One way we are doing this is by investing in the professional development of our top local talent through the Emerging Leaders in International Development (ELID) program — currently being piloted in the Asia-Pacific Region.
The inaugural program, launched in September 2022, invited 15 participants to join an innovative and collaborative 12-month training course exploring effective leadership approaches.
The first cohort of emerging leaders — a diverse group from Indonesia, Papua New Guinea, Solomon Islands, Timor-Leste, Samoa, Philippines, Vanuatu, and Kiribati — have taken part in weekly online training, coaching, and mentoring sessions to connect and learn more about concepts of leadership and how to tackle complex issues in the development space.
Despite being less than halfway through the program, participants have already indicated the positive benefits of learning in a collaborative environment, with one participant saying “I will utilise monthly coordination meetings to share what I have learned in the ELID course with my team. In addition, I am practicing some of the adaptive leadership tools in my day-to-day mentoring and supervision of staff.”

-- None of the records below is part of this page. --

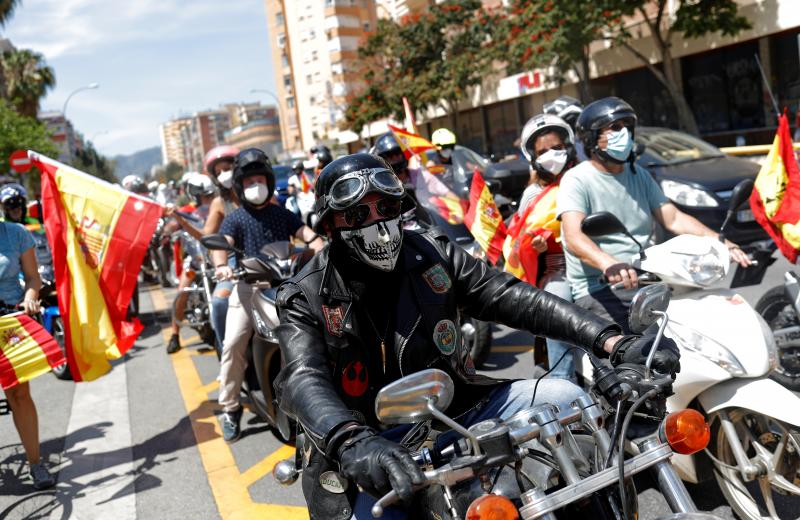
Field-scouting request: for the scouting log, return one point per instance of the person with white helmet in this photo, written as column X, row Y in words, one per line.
column 202, row 190
column 547, row 142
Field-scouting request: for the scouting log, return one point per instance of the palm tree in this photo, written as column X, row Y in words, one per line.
column 7, row 10
column 27, row 79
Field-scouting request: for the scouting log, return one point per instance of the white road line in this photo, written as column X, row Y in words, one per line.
column 99, row 480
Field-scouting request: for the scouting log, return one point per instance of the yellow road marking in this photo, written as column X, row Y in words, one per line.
column 515, row 348
column 228, row 484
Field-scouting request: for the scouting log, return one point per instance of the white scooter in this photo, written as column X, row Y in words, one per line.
column 727, row 353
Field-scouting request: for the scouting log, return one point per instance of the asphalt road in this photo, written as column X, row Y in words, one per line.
column 145, row 442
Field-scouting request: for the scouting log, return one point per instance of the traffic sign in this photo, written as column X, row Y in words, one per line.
column 20, row 162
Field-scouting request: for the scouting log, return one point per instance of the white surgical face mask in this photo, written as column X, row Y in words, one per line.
column 256, row 193
column 225, row 178
column 553, row 161
column 377, row 245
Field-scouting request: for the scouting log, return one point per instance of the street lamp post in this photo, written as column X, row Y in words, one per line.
column 90, row 86
column 281, row 121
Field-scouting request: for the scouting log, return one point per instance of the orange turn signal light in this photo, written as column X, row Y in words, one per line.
column 492, row 507
column 686, row 431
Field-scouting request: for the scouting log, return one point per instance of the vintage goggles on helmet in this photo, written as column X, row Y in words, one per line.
column 350, row 188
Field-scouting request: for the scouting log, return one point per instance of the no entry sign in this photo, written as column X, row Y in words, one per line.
column 20, row 163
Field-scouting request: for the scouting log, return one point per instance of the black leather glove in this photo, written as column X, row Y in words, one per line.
column 379, row 465
column 635, row 349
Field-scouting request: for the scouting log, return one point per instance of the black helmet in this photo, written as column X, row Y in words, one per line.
column 323, row 155
column 345, row 181
column 14, row 196
column 249, row 162
column 566, row 107
column 599, row 114
column 387, row 145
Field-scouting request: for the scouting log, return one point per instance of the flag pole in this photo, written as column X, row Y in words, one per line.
column 766, row 84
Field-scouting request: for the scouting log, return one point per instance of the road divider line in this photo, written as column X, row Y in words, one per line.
column 228, row 485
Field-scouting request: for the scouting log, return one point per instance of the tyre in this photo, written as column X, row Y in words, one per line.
column 762, row 438
column 62, row 371
column 478, row 336
column 779, row 313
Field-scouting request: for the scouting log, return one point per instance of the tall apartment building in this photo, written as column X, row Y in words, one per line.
column 172, row 143
column 314, row 54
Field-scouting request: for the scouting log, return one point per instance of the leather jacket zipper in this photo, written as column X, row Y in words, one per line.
column 403, row 346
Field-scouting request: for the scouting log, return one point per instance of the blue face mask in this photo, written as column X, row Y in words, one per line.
column 619, row 145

A chance to connect in person
For the Emerging Leaders, a visit to Canberra for the 2022 Australasian Aid Conference (AAC) and the ELID Leadership Training Workshop in late November 2022 have been among the highlights of the program so far.
Emerging Leader and Deputy Facility Director of the Australia-Solomon Islands Resource Facility, Brenda Andrias, said of the visit to Canberra, “It was mind-blowing, I spent the week being challenged, critiqued, and inspired. A truly thought-provoking event, engaging with some of the best minds in development, learning from global practitioners, and many of my fellow Pacific Islanders.”

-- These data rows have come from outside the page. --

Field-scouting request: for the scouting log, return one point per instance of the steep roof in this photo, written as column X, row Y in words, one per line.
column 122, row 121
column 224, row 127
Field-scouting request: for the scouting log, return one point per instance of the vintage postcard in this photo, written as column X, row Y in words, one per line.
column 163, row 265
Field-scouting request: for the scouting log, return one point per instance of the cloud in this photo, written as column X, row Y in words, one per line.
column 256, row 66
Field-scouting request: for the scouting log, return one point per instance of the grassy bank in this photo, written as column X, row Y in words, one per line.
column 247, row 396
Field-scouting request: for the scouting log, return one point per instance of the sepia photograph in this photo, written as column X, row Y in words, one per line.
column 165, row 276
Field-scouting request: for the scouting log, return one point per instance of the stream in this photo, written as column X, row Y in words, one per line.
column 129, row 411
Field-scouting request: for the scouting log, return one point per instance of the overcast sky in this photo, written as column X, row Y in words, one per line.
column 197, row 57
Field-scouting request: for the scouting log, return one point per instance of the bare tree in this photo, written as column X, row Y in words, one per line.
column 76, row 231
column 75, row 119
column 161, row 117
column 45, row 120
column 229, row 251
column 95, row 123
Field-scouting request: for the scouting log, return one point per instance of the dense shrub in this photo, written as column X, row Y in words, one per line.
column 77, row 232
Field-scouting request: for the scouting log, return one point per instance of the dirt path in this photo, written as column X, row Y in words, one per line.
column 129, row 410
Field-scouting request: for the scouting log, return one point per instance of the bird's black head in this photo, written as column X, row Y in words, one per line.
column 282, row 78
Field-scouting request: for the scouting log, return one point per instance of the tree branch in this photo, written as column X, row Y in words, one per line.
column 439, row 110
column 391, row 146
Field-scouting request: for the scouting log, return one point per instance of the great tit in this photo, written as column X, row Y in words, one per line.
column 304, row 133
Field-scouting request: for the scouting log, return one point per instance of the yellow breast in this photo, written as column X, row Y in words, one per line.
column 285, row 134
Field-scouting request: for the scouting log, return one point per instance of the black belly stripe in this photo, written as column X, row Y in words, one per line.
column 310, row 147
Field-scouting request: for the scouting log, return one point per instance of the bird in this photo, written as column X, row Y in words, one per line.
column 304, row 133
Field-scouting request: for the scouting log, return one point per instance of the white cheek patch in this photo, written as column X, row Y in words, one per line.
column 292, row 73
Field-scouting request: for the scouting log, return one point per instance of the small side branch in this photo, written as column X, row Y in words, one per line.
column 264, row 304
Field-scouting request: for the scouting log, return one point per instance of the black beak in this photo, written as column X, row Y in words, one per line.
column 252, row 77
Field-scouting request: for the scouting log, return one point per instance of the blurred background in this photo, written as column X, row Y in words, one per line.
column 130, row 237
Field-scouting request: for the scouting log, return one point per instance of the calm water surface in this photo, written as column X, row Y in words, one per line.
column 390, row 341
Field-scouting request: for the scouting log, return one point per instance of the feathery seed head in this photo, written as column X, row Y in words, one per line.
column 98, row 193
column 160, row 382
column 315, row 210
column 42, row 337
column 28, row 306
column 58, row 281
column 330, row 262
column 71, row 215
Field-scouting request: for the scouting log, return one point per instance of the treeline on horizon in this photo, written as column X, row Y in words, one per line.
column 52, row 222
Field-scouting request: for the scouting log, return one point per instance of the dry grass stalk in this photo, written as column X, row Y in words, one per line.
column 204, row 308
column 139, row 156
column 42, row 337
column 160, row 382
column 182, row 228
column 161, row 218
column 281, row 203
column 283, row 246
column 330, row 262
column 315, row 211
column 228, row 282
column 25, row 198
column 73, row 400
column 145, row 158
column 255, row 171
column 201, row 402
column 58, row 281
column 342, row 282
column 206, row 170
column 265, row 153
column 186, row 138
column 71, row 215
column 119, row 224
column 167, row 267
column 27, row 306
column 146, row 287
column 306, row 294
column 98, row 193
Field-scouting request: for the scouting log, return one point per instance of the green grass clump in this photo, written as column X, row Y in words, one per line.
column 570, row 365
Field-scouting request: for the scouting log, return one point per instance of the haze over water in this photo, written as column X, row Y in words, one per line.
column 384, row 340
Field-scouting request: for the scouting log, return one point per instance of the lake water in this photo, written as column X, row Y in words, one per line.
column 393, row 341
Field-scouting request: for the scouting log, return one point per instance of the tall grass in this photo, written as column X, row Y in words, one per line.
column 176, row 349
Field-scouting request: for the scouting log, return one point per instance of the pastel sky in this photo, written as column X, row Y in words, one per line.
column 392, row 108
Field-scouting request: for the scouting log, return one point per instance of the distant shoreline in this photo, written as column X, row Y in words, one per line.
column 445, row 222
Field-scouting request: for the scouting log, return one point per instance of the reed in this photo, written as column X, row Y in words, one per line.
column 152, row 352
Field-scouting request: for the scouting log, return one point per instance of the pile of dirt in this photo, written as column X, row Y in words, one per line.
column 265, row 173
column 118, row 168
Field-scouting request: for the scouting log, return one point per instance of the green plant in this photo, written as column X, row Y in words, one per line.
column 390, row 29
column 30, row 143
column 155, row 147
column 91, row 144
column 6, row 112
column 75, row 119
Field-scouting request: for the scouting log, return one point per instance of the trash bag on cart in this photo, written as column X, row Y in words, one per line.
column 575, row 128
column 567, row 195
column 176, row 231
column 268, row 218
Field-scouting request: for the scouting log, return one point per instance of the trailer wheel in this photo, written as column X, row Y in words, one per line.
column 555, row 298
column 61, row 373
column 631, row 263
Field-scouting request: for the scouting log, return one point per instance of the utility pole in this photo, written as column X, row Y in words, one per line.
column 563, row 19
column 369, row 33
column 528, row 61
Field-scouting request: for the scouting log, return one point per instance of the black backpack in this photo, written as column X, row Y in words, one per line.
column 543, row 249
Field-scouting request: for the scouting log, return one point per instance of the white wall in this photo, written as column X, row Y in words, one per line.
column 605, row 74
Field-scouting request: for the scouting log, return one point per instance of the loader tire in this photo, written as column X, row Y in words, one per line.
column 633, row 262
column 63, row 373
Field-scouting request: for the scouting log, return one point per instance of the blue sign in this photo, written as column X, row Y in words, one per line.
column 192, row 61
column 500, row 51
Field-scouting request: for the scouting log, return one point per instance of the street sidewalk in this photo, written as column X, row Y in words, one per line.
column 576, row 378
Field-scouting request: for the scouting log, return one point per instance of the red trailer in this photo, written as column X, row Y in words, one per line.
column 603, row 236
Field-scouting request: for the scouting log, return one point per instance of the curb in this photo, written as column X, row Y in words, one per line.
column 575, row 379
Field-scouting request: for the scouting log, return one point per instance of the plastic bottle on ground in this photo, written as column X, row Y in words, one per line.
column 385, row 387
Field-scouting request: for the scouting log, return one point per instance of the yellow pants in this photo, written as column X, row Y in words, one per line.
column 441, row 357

“I am grateful to DT Global for the opportunity to participate in the AAC 2022 but more importantly to bring together the Emerging Leaders in International Development to Canberra for a week of learning and critical discussion about development in our region, and how we as leaders are shaping the kind of changes we see in our region,” she continued.
Having the opportunity to meet in person was a game-changer for the participants, who acknowledged how powerful it was to be in the same room when listening to speakers, sharing ideas and stories, and learning together.
Crucial leadership conversations
Over the week, the Emerging Leaders listened to panel discussions by local leaders overseeing DFAT-funded programs in the Asia Pacific, including Jennifer Kalpokas and Mereani Rokotuibau (co-leaders of Balance of Power) and Fremden Yanhambath (Director, Vanuatu Skills Partnership). They mulled over the importance of localising language in development circles and examined the importance of having crucial leadership conversations.
Discussions around decolonisation and locally led development practices, facilitated by Anna Gibert and Peni Tawake, allowed participants to reflect on their own experiences and explore new ways to ‘yield and wield power’ in the future.
ETMP, a specialist firm providing Adaptive Leadership training and coaching, have been core partners in the delivery of the ELID program. Meeting in person with facilitators and coaches Duane Vickery, Danny O’Neill, and Toni Hackett, after many virtual conversations, was a special moment for our ELID participants. Receiving one-on-one coaching has been one of the most valued and critical aspects of the program.
International development specialists Duncan Green and Jane Lonsdale shared adaptive management insights and encouraged participants to think about how change happens and what individuals can do to positively progress change within their own workplace.
As part of a whirlwind visit to Canberra, the Emerging Leaders were also invited to Parliament House to network with DFAT personnel and to meet with other key dignitaries from the aid and development sector. Rounding out the busy week, participants even managed an early morning encounter with one of Australia’s most iconic furry animals — the kangaroo.
Joanne Choe, DT Global’s Head of Program Quality and Gender Asia-Pacific, initiated the program and hopes learnings from the first emerging leaders pilot project will eventually pave the way for the initiative to be rolled out globally so we can better invest in our strongest asset — our team.